This is false. The majority of people that go to gyms make very little progress or no progress whatsoever. I've been at my current gym over three years and I'm a people watcher. It's very common to see people lifting the exact same weights week after week, month after month, year after year and their bodies never change in the slightest, muscle gain or fat loss. Or if they do it's so minimal it can't be noticed by anyone.

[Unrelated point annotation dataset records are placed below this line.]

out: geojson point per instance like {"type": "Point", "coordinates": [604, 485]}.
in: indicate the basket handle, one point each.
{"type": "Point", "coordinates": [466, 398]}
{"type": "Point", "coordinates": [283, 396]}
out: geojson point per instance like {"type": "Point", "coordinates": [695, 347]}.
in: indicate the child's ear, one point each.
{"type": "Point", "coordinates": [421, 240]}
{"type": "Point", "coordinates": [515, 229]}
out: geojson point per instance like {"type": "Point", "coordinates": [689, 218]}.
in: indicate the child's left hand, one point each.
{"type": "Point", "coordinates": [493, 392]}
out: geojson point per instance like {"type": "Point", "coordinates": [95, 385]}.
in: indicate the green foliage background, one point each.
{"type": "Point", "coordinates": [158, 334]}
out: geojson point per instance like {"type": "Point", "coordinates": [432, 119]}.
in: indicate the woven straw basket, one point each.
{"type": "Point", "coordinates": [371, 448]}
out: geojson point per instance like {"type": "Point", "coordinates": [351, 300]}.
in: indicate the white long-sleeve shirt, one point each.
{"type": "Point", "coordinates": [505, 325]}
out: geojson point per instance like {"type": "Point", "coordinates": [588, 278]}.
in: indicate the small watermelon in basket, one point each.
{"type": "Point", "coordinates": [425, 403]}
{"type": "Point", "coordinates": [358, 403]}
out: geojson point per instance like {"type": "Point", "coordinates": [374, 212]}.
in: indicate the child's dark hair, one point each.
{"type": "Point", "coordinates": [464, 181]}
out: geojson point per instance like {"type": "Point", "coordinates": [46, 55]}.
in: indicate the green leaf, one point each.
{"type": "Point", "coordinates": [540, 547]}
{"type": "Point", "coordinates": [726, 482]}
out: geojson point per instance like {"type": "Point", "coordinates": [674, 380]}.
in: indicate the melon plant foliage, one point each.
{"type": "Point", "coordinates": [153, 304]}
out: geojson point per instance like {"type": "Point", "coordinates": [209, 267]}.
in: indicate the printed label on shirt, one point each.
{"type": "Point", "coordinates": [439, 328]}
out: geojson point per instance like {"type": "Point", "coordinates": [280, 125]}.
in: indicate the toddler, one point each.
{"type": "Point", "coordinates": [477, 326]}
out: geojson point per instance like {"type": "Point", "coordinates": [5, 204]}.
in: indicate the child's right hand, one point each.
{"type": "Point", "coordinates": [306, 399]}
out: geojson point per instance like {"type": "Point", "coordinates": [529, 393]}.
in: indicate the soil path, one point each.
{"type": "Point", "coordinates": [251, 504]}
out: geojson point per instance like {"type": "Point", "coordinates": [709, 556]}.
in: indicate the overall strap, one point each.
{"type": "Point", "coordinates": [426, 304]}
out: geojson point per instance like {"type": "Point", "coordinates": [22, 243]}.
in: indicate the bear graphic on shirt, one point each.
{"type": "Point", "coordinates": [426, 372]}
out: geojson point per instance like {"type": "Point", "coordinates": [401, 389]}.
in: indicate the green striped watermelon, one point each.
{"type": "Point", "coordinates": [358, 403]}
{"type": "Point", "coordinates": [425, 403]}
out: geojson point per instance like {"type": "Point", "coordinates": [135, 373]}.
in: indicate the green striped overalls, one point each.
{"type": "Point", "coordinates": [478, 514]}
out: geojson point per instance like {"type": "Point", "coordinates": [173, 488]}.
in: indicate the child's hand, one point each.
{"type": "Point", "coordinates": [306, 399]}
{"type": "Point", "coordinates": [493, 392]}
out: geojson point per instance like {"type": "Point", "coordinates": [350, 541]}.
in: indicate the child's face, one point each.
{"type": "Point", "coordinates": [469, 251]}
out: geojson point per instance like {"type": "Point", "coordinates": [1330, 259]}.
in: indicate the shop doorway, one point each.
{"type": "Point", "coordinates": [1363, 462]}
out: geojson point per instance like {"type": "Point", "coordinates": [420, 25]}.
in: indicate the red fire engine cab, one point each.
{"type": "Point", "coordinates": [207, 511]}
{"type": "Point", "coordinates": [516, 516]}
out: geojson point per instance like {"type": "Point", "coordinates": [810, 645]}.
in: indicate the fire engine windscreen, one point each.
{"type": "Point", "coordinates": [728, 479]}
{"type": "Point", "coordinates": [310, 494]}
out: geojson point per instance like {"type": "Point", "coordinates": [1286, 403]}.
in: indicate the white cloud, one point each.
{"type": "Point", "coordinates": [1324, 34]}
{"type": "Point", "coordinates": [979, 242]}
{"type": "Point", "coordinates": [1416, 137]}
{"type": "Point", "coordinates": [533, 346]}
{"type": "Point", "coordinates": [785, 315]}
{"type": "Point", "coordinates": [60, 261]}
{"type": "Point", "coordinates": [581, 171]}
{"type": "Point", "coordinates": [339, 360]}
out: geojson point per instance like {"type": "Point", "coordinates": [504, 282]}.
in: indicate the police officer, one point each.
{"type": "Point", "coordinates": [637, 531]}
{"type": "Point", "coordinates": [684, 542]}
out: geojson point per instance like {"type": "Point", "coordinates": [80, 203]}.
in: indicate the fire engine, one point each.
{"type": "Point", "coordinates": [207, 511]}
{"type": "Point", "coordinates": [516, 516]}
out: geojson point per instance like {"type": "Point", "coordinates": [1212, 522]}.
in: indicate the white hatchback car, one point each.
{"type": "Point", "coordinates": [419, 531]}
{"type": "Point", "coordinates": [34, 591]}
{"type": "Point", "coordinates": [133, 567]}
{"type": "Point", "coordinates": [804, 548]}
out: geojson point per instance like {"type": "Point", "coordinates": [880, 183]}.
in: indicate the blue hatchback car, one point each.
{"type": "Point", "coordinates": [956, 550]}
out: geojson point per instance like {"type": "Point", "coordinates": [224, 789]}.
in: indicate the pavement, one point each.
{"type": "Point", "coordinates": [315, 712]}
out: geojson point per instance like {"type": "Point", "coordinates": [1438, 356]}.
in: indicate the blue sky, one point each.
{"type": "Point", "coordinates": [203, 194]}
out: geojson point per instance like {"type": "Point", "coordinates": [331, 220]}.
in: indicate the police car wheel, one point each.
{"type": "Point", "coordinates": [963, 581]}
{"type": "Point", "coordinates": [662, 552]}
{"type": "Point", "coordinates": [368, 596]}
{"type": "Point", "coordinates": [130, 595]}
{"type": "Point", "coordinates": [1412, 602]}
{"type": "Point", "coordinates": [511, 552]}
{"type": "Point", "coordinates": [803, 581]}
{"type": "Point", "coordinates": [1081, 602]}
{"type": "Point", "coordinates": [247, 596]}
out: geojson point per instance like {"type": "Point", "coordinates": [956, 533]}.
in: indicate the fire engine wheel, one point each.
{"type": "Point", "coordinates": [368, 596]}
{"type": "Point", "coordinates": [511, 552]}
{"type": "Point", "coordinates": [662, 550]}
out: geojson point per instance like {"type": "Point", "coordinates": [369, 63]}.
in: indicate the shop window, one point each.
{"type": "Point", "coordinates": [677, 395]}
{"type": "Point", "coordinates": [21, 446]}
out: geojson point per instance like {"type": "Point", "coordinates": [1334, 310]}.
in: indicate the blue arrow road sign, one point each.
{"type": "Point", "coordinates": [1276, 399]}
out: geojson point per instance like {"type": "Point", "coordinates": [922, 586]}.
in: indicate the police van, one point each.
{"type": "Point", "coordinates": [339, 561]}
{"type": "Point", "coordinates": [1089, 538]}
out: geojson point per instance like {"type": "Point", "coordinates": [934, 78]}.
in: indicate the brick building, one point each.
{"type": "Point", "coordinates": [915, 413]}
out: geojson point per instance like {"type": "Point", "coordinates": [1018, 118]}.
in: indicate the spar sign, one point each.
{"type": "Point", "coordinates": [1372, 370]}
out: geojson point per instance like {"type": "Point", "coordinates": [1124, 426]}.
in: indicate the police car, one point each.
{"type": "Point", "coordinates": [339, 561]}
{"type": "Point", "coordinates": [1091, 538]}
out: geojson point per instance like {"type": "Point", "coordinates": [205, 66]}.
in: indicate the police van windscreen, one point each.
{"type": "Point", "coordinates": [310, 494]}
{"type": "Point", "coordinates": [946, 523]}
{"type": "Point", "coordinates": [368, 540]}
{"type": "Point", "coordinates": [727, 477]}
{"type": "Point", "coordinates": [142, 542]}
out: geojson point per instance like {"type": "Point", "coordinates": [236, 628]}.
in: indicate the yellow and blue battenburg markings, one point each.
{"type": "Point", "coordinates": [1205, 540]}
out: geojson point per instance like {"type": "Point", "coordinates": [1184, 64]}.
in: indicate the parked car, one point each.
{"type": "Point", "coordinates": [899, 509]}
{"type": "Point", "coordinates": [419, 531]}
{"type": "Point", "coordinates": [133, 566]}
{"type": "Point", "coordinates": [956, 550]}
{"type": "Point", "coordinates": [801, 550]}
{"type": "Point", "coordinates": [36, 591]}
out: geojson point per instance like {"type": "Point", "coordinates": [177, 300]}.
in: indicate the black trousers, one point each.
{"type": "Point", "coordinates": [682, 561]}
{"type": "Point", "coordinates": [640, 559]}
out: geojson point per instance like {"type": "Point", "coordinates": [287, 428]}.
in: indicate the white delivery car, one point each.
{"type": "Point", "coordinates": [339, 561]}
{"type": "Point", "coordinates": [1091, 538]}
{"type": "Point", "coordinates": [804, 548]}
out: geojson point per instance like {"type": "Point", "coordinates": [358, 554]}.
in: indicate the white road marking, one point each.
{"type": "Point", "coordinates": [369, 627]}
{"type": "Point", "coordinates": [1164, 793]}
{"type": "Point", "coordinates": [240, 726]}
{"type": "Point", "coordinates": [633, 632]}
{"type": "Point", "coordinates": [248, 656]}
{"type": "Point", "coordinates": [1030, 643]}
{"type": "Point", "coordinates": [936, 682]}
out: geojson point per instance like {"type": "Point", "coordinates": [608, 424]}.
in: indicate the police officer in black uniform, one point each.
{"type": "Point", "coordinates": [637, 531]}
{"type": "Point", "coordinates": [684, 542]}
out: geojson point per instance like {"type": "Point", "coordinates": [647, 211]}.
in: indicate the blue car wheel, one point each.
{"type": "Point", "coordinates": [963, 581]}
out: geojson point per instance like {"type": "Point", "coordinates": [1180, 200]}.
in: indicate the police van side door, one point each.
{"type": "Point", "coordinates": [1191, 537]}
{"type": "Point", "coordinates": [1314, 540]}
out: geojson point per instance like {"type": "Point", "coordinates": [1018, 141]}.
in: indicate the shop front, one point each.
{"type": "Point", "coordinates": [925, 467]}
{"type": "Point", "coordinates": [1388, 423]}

Diet is the key. Without being in a consistent calorie surplus over time you WILL NOT gain muscle or weight. You could follow one of the best routines available and take bodybuilding pro levels of steroids and you still wouldn't gain weight. Muscle cannot be materialized out of thin air. There has to be adequate calories to create it. I can't stress that part enough.

Once diet is on point training will determine the quality of your gains. If you have top tier genetics you can get away with not following a routine because almost anything would make you grow. If you're like the rest of us and have closer to average genetics following a program makes a huge difference. It's crazy not to really unless you're okay with very little progress.



wmu'14 said:


> Also, how did people gain (or lose) weight before they could track calories?


Trial and error. It's certainly not impossible, but why waste the time figuring it out like that when you don't have to? Same with following a routine. In time you could possibly figure out what works for you or you might not ever figure it out. Either way why waste time spinning your wheels when you don't have to?



wmu'14 said:


> Is it in the exercise or health department? Not sure. I do really want one but am having a hard time finding one.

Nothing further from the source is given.